С самого утра Одинцова не докидало чувство, будто он не по своей воле поступает сюда работать, что только необходимость заставила его прийти за завод, но с каждым шагом это чувство забывалось, исчезало, а когда мастер провёл Сашу по заводскому двору с десятками, сотнями машин, готовых к отправке, блестящих яркими красками, юноша почувствовал, что в его душе не осталось ничего, кроме восхищения.
Леонид Петрович ничего не объяснял, шёл молча и только иногда смотрел на паренька. Когда-то и он сам, такой же юный, наивный, впервые пришёл на завод, который стал теперь его домом, его жизнью.
Саша был очень благодарен мастеру за то, что он не вспоминает больше ту дурацкую историю с бутылкой водки, затеянную Толиком.

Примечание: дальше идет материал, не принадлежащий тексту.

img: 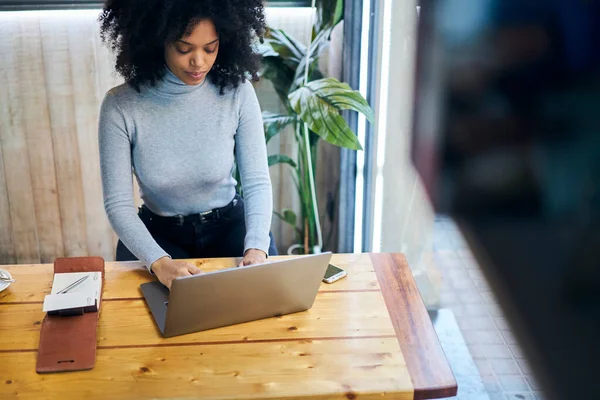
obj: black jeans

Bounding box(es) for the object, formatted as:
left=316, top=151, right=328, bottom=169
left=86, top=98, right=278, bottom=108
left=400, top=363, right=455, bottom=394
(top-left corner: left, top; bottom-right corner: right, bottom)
left=116, top=195, right=277, bottom=261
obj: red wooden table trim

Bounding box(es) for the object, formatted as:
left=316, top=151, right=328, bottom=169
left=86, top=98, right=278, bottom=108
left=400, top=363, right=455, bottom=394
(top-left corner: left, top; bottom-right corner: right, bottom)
left=370, top=254, right=458, bottom=399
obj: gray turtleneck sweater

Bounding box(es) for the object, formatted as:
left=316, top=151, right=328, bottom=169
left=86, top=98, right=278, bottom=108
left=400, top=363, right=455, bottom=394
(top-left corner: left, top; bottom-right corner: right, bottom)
left=98, top=69, right=273, bottom=267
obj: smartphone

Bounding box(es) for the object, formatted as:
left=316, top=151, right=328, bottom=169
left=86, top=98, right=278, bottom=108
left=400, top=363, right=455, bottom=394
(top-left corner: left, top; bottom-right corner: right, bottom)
left=323, top=264, right=347, bottom=283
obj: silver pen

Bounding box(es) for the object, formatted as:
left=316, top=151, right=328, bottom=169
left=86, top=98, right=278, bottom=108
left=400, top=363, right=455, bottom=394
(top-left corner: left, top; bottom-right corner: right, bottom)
left=56, top=275, right=89, bottom=294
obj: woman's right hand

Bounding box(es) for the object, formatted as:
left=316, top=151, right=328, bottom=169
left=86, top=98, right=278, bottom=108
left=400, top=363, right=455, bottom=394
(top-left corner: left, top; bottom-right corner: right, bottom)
left=151, top=257, right=202, bottom=289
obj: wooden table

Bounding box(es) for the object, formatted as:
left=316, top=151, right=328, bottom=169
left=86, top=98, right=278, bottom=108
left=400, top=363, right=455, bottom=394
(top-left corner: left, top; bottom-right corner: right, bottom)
left=0, top=254, right=457, bottom=400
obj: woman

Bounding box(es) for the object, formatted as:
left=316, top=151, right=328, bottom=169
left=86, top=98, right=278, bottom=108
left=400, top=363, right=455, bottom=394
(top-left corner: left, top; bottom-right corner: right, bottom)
left=99, top=0, right=275, bottom=288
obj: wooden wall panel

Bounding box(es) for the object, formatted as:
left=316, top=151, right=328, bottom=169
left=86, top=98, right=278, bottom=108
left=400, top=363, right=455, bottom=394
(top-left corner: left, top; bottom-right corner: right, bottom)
left=0, top=139, right=17, bottom=264
left=16, top=14, right=64, bottom=262
left=67, top=18, right=113, bottom=259
left=0, top=16, right=40, bottom=263
left=40, top=14, right=88, bottom=257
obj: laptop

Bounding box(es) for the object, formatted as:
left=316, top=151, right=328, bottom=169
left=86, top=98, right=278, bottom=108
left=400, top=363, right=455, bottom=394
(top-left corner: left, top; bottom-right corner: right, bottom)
left=140, top=252, right=331, bottom=337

Леонид Петрович ужасно рассердился на них за эту затею.
– Стыдно, молодые люди, начинать свою жизнь с этого. Что же вы думали, что я без вашей бутылки не помогу вам, а? Стыдно!
Говоров принялся было что-то объяснять дяде Лёне, а Саша прямо-таки не знал, куда себя девать. Он чувствовал, как всё лицо и уши становятся пунцовыми от стыда.
Наверное, Леонид Петрович заметил это, потому что сразу же сменил свой тон и добродушно спросил у Одинцова:
– А почему ты решил работать у нас на заводе?
Саша взглянул на мускулистые руки Леонида Петровича, ладони с твёрдыми буграми мозолей и произнёс слова, которые удивили не только Толю, но и ещё больше его самого:
– Хочу быть настоящим рабочим!
Вспомнив об этом, Саша улыбнулся про себя: «Теперь я рабочий, теперь я рабочий класс!» Как гордо звучат эти олова: рабочий, рабочий класс, пролетариат. Сколько в них уверенности, силы!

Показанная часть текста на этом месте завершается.